"Things began with a quick recap of the action items from the
previous year. Some of these had been fairly well resolved over
that time; these include power management, support for object
storage devices, fibre channel over Ethernet, barriers on by
default in ext4, the fallocate() system call, and enabling relatime
by default. The record for some other objectives is not quite so
good; low-level error handling is still not what it could be, "too
much work" has been done with I/O bandwidth controllers while
nothing has made it upstream, the union filesystem problem has not
been solved, etc. As a whole, a lot has been done, but a lot
remains to do.
"Device discovery
"Joel Becker and Kay Sievers led a session on device discovery.

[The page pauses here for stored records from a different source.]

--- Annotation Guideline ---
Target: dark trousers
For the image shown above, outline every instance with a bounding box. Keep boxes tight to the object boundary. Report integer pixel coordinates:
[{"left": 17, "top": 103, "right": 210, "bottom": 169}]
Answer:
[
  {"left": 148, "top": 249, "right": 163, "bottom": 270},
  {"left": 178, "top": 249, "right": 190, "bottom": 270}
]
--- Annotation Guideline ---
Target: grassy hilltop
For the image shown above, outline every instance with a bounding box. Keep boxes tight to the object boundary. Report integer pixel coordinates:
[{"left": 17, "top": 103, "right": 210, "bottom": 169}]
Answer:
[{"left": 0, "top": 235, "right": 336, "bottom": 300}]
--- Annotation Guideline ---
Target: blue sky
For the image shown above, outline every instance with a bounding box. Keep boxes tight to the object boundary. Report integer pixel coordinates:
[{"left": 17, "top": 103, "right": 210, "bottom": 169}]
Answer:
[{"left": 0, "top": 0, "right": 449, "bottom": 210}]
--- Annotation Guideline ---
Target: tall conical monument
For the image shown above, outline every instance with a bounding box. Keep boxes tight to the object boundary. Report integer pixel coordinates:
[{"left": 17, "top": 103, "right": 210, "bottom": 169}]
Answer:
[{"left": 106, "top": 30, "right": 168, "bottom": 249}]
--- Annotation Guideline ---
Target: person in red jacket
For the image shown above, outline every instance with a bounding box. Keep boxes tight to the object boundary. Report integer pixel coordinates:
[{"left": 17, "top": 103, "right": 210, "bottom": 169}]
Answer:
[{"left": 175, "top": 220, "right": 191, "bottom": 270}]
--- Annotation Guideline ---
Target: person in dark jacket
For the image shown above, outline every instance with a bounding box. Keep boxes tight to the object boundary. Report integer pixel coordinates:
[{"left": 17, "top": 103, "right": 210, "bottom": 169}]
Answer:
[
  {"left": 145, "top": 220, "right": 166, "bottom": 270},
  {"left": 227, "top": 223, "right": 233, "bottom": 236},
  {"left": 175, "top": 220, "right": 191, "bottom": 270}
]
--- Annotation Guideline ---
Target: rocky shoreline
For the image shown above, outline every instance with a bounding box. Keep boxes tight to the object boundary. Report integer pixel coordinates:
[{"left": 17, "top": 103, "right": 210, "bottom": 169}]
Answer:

On a contemporary system, device numbers are not stable across
reboots, and neither are device names. So anything in the system
which must work with block devices and filesystems must somehow
find the relevant device first. Currently, that is being done by
scanning through all of the devices on the system. That works
reasonably well on a laptop, but it is a real problem on systems
with huge numbers of block devices. There are stories of large
systems taking hours to boot, with the bulk of that time being
spent scanning (repeatedly - once for every mount request) through
known devices.
"What comes out of the discussion, of course, is that user space
needs a better way to locate devices. A given program may be
searching for a specific filesystem label, UUID, or something else;
a good search API would support all of these modes and more. What
would be best would be to build some sort of database where each
new device is added at discovery time. As additional information
becomes available (when a filesystem label is found, for example),
it is added to the database. Then, when a specific search is done,
the information has already been gathered and a scan of the
system's devices is no longer necessary."